On Sun, 28 Aug 2016 21:04:30 -0700, Claudia Stanny wrote:
I've heard people express concern about the implications of the
"replication crisis" on the application of memory findings to teaching
strategies in higher education (e.g., benefits of "deep processing,"
self-reference effect, generation effect, massed and distributed
practice,
etc.). These effects are so robust that many of us use them as
classroom
demonstrations and they work like a charm. I've seen levels of
processing
manipulations work beautifully as part of conference talks (with large
audiences). They are a presentation staple for the science of learning
consultation crowd.
On a philosophy of science email list I had made the comment
that there was a list of reliable results that could be made and
were the results were robust enough that they could even
demonstrated in classes -- I have a data set the is composed
of background variables and performance on two versions of
the levels of processing experiment that I use in statistics class
(one is a between-subjects design, the other is a within-subject
design). However, I got an email from a list member who asked
for such a list.
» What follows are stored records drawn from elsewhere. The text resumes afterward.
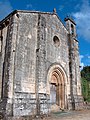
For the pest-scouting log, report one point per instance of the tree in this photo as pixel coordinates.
(85, 80)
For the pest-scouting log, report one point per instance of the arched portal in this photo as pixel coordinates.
(56, 86)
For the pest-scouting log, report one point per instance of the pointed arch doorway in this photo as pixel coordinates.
(56, 77)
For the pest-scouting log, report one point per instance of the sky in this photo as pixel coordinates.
(77, 9)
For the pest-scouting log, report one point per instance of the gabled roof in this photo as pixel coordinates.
(27, 11)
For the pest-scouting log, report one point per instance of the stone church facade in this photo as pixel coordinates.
(39, 64)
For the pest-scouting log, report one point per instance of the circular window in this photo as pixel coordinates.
(56, 41)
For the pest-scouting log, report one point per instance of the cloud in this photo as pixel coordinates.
(61, 7)
(82, 18)
(5, 8)
(29, 6)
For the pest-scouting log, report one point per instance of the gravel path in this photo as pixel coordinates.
(69, 115)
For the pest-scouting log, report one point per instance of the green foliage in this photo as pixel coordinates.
(85, 80)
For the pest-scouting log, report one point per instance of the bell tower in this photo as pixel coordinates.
(74, 63)
(71, 26)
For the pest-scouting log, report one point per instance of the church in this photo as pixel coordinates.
(39, 64)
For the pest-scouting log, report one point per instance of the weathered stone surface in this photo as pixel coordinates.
(36, 52)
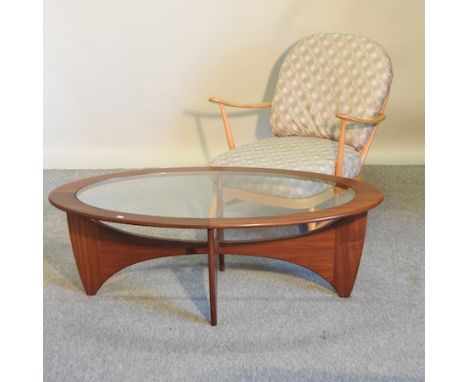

I made up a list of about 10 effects and pointed him
to the Online Psychological Lab (opl.apa.org) -- which our Sue
Frantz is in charge of -- and said that he could obtain the data
from the experiments for the these results and examine them
himself (pointing out that the implementation of some of the
experiments is not ideal but works well enough, especially
when N is large). So I am somewhat puzzled by the "crisis"
even though I wrote about it when I reviewed Geoff Cumming's
"Understanding the New Statistics", pointing out the problem
that meta-analysis had with data that showed the "decline
effect" (i.e., the effect got smaller with replications until it
could no longer be reproduced - Rhine came up with the
term to describe the performance of "psychics").
Perceptual findings are also incredibly robust (e.g., dark adaptation).
And not to mention illusions, figure ground situations, and
so on.
I've never had Stroop fail me in a class demonstration.
So, it appears that a fair number of social psych experiments,
especially those that rely on priming effect (borrowed from
memory research), are not as robust as, say, traditional
experimental psychologists are used to. Seems like there's
a meta-psychology problem here that is not being clearly
articulated.
On Sun, Aug 28, 2016 at 10:22 PM, Mike Palij somehow managed
to scribble::
Although I have been somewhat following the "replication crisis"
I did not know the "sad face" result and its apparent importance.
Failure to replicate this result is the focus of this article in
Slate;
see:
http://www.slate.com/articles/health_and_science/cover_story
/2016/08/can_smiling_make_you_happier_maybe_maybe_not_we_have_no_idea.html
I think there are various problems with the presentation but
it does make some useful points. One problem, however,
is the focus on social psychological research -- how many
classic results in experimental psychology (conditioning,
memory, perception, reaction time, etc.) have not been
replicated? Has there been a failure to replicate or a
"decline effect" for the Stroop task?